JPH0817247A - Low power loss electric wire for overhead power transmission - Google Patents

Abstract

(57) [Summary] [Purpose] The power loss due to hysteresis loss can be reduced,
Provided is a low power loss electric wire for overhead power transmission, which can improve the power transmission efficiency. [Structure] The central wire 1 is an Fe-Ni-Cr alloy wire,
It is at least one kind of wire selected from the group consisting of a Ti wire, a Ti alloy wire, or an organic fiber such as aramid, polyamide, or polyimide, or a wire containing an inorganic polymer fiber such as carbon fiber. Each of these wires is a non-magnetic material or a substantially non-magnetic material, and a central strand assembly having strength as a tension member is formed by bundling a plurality of central strands 1. Aluminum or aluminum alloy wires 2 are twisted and arranged around the assembly of the central wires 1.

Description

Detailed Description of the Invention

[0001]

BACKGROUND OF THE INVENTION 1. Field of the Invention The present invention relates to a low power loss electric wire for overhead power transmission installed between steel towers as a power transmission line.

[0002]

2. Description of the Related Art FIG. 3 shows a conventional overhead power transmission line (ACS).
R: Alminum Conductor Steel Reinforced).
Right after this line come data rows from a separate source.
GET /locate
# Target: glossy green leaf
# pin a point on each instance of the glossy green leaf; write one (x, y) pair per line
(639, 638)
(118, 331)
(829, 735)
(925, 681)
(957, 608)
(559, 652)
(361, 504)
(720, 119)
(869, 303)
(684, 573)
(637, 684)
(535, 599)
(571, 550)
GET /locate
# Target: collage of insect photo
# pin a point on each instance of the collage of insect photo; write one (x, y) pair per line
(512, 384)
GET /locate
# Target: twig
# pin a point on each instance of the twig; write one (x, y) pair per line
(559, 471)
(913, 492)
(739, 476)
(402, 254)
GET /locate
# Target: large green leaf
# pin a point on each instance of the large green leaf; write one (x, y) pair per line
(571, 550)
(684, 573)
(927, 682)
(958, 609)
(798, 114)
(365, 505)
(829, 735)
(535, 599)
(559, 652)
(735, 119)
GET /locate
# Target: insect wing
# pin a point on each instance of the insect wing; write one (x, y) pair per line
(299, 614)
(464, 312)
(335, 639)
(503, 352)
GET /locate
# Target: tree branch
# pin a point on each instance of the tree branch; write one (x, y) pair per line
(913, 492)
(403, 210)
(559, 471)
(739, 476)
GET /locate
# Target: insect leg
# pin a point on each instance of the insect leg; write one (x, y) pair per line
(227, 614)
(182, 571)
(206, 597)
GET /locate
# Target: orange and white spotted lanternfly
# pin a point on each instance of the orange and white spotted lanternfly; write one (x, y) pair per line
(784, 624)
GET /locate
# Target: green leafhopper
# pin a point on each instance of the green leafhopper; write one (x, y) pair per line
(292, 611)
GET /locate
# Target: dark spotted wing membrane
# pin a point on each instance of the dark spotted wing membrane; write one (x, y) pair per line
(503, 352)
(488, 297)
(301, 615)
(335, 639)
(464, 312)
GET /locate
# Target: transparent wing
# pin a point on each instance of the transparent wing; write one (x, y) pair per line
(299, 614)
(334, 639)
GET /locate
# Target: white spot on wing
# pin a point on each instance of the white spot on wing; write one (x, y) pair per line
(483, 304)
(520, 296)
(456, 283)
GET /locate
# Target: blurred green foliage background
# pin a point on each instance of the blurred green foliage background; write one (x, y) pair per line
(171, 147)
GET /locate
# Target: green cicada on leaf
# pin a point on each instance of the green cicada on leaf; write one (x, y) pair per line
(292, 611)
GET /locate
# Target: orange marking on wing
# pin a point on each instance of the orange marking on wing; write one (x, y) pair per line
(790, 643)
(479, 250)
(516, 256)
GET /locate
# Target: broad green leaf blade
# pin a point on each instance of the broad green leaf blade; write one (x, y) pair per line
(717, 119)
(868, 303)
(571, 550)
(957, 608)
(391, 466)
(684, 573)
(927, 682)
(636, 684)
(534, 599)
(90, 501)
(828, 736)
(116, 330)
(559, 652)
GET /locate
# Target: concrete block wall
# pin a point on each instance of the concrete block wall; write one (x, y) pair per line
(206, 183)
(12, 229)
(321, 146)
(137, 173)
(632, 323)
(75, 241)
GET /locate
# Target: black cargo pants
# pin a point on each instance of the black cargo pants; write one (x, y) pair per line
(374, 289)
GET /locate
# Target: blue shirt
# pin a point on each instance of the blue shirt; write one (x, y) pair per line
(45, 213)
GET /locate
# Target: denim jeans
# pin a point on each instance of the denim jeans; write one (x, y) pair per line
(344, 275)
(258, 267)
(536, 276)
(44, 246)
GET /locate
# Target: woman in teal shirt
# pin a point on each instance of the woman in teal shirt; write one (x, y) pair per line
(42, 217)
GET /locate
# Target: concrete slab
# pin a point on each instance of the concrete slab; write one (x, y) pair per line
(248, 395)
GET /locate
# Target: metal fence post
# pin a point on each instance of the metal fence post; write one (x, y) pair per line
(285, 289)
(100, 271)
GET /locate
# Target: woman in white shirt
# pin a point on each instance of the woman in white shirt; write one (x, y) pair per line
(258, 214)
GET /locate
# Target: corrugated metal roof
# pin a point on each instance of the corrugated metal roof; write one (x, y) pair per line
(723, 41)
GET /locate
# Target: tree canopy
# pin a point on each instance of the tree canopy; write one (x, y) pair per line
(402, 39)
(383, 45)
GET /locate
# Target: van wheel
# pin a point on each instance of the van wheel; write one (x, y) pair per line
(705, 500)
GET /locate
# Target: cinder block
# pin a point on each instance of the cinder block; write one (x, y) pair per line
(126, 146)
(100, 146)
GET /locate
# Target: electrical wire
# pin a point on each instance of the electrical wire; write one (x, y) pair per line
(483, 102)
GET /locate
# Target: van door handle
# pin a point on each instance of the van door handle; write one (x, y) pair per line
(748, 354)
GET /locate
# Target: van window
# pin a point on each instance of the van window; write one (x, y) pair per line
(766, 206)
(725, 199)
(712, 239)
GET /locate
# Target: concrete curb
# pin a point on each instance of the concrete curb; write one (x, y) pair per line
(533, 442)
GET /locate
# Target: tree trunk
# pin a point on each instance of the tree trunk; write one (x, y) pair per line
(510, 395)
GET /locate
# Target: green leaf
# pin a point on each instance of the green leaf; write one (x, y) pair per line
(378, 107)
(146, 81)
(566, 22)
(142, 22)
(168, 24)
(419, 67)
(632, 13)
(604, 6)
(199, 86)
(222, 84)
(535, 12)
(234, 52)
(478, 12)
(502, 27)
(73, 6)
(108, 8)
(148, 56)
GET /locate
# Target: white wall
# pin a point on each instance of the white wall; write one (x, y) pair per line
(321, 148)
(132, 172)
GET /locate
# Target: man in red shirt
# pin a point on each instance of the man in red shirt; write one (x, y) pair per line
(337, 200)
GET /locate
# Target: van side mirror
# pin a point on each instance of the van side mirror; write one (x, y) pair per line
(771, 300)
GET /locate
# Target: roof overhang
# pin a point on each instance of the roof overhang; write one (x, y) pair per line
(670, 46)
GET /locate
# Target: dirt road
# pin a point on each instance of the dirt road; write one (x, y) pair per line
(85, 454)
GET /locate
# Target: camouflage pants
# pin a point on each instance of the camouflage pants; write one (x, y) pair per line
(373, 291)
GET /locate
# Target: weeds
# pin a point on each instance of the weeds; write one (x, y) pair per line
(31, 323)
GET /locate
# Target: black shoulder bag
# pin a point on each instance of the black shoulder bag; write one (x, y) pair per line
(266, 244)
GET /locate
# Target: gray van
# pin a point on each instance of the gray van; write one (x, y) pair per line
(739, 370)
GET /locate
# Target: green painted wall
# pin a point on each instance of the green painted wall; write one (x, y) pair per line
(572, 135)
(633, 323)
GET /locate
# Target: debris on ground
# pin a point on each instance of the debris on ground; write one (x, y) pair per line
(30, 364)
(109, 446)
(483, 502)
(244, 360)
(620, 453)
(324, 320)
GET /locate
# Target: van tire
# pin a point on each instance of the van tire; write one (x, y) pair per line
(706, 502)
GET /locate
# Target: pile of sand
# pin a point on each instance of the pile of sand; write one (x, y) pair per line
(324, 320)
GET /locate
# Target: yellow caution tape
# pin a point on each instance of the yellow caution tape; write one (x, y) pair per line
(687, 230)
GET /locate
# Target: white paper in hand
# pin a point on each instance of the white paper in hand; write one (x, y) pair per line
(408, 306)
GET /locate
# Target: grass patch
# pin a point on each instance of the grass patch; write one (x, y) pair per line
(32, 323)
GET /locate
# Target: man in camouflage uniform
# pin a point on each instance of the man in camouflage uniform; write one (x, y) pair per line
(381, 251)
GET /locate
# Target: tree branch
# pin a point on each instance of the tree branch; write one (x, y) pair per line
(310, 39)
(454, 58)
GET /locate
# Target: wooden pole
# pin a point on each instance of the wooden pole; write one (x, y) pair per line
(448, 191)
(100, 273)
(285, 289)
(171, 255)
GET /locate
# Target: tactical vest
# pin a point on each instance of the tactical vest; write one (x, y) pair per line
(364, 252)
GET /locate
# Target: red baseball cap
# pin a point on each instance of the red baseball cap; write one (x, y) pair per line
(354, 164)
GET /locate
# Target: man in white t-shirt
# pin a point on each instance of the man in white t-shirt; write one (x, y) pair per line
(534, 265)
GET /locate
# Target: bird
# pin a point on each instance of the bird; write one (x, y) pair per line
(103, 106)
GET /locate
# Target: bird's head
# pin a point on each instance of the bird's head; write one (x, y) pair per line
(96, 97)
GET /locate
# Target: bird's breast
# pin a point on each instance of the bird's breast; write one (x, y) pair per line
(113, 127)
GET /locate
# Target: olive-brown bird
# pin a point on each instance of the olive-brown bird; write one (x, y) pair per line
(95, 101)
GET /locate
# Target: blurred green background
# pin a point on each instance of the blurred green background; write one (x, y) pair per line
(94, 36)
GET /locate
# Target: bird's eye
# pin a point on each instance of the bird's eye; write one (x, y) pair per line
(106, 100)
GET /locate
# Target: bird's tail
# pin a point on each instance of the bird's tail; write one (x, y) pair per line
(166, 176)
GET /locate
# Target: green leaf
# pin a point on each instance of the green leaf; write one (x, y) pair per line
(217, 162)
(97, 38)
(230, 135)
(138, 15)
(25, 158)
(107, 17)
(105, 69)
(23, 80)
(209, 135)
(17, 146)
This overhead power transmission wire includes a central element wire assembly formed by bundling a plurality of (seven in the figure) central element wires 21 made of galvanized steel wires or aluminum-coated steel wires, and the central element wire assembly. Of a plurality of aluminum or aluminum alloy wires spirally twisted around the circumference of the wire 2
2 and.

This type of overhead transmission line is relatively lightweight because it uses aluminum or aluminum alloy, which has a high conductivity with respect to weight, as a conductor, and the steel wire 21 having a high strength is used as a tension member to pull it. It has the advantage of high strength.

[0004]

However, the above-mentioned conventional overhead power transmission line has the following problems. That is, normally, the overhead transmission line has 50 Hz or 60 Hz.
AC current flows. Therefore, an alternating magnetic field having the above frequency is generated around the aluminum or aluminum alloy wire 22. Since the aluminum or aluminum alloy wire 22 is spirally twisted around the central wire 21, the current flows spirally around the central wire 21.
In this case, since the central wire 21 is made of a galvanized steel wire or an aluminum-coated steel wire that is a ferromagnetic material, as shown in FIG. 4, the central wire 21 and the aluminum or aluminum alloy wire 22 are a kind of A solenoid magnet is constructed. Therefore, hysteresis loss (iron loss) occurs in the galvanized steel wire or the aluminum-coated steel wire that is the central wire 21, and this hysteresis loss is a major factor of power loss in the overhead power transmission line.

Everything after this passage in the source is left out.